Abstract
This paper studies an averaged Linear Quadratic Regulator (LQR) problem for a parabolic partial differential equation (PDE), where the system dynamics are affected by uncertain parameters. Instead of assuming a deterministic operator, we model the uncertainty using a probability distribution over a set of possible system dynamics. This approach extends classical optimal control theory by incorporating an averaging framework to account for parameter uncertainty. We establish the existence and uniqueness of the optimal control solution and analyze its convergence as the probability distribution governing the system parameters changes. These results provide a rigorous foundation for solving optimal control problems in the presence of parameter uncertainty. Our findings lay the groundwork for further studies on optimal control in dynamic systems with uncertainty.
Keywords:
linear quadratic regulator; optimal control; parabolic PDEs; averaging method; uncertainty modeling; control convergence MSC:
49J20; 49N10
1. Introduction
Optimal control problems for partial differential equations (PDEs) are widely used in engineering, physics, and economics to model systems that evolve over time [1]. Among these, the Linear Quadratic Regulator (LQR) problem has been extensively studied due to its well-established theoretical properties and practical applicability. The LQR framework provides an optimal strategy for controlling systems governed by linear PDEs while minimizing a quadratic cost functional [1,2]. Recent advances also explore approximate bounded feedback synthesis in parabolic PDEs with nonlinear perturbations and semidefinite performance criteria, extending classical LQR concepts to weakly nonlinear systems [3].

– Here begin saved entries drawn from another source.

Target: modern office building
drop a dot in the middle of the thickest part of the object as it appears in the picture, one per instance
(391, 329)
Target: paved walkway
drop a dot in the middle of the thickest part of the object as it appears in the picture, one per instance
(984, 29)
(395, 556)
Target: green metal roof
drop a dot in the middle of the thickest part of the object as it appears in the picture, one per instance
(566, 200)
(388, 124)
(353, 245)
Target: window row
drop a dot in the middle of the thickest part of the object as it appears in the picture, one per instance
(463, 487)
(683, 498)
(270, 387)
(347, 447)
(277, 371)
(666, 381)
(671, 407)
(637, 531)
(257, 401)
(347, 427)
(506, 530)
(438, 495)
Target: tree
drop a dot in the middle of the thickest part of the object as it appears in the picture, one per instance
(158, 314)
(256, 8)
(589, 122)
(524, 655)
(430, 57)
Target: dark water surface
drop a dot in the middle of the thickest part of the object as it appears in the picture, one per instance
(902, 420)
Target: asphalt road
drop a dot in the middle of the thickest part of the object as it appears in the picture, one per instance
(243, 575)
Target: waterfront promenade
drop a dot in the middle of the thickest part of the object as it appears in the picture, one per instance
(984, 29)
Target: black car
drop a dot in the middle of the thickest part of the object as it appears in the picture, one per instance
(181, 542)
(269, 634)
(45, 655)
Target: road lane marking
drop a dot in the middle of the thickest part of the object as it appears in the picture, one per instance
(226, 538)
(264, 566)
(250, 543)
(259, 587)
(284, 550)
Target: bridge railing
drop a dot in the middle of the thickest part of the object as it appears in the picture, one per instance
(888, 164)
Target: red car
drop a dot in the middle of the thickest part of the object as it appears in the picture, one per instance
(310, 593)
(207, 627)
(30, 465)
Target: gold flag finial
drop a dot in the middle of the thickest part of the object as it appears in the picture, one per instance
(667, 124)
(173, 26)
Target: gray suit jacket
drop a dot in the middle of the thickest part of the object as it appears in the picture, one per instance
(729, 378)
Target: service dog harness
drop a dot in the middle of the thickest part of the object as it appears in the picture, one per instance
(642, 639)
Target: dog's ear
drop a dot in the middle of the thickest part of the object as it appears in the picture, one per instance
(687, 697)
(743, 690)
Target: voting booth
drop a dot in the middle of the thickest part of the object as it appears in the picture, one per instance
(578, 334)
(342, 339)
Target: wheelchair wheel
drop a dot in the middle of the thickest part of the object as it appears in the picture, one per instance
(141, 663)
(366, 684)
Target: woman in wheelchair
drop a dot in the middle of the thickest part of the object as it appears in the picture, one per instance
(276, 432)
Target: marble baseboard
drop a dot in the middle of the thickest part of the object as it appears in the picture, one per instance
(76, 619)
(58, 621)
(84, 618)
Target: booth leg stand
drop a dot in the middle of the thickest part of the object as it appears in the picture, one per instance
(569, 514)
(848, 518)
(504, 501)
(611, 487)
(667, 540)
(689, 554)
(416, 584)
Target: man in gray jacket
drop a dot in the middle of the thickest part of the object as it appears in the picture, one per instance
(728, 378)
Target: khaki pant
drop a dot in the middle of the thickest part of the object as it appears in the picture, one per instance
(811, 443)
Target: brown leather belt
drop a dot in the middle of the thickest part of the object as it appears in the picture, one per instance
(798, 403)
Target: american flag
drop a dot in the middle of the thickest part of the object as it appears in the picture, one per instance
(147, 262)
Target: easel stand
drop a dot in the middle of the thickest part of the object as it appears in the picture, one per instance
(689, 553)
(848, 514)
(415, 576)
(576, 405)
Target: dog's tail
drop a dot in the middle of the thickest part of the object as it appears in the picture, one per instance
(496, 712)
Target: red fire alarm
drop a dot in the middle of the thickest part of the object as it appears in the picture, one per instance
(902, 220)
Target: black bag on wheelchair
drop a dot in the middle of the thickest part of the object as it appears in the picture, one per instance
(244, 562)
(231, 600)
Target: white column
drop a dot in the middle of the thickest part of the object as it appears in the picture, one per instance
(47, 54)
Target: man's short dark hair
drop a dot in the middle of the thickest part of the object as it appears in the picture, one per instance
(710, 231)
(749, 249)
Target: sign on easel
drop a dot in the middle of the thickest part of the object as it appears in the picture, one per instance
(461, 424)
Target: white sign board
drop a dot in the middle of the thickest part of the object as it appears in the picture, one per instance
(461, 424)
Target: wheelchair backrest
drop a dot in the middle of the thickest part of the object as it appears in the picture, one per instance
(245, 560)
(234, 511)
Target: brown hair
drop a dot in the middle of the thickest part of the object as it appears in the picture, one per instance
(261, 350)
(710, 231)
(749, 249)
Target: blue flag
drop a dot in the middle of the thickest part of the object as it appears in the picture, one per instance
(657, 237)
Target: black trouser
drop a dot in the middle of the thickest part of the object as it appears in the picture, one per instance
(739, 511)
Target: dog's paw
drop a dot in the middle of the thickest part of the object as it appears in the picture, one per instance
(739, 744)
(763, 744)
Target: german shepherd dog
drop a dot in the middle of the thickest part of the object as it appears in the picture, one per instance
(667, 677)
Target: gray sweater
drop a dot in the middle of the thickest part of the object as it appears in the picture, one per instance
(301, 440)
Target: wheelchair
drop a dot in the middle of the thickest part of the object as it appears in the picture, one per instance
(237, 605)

In this paper, we consider an averaged LQR problem for a parabolic PDE, where the system dynamics contain uncertain parameters. Instead of assuming a single deterministic system, we model the uncertainty using a probability distribution over a set of possible dynamics. This approach is inspired by previous studies in optimal control and stochastic averaging methods [4]. Related work addresses optimal regulation under rapidly oscillating parameters using homogenized models and superposition-type cost structures [5].
Reinforcement learning (RL) has become a cornerstone of modern machine learning, operating alongside supervised and unsupervised learning to solve decision-making problems under uncertainty. In this paradigm, agents learn optimal policies by interacting with an environment, optimizing a long-term performance criterion [6]. The connection between RL and classical optimal control theory has long been recognized [7], and recent developments in RL are now significantly influencing the field of control theory [8].
A key distinction within RL lies between model-free and model-based methods. Model-free approaches directly approximate value functions or policies without constructing a model of the environment, while model-based methods aim to learn a model from data and use it for planning [6]. The latter often suffer from model bias, a challenge identified early on [9]. To overcome this, the PILCO algorithm was proposed [10,11], which models system dynamics probabilistically using Gaussian processes and performs policy improvement based on expected trajectories.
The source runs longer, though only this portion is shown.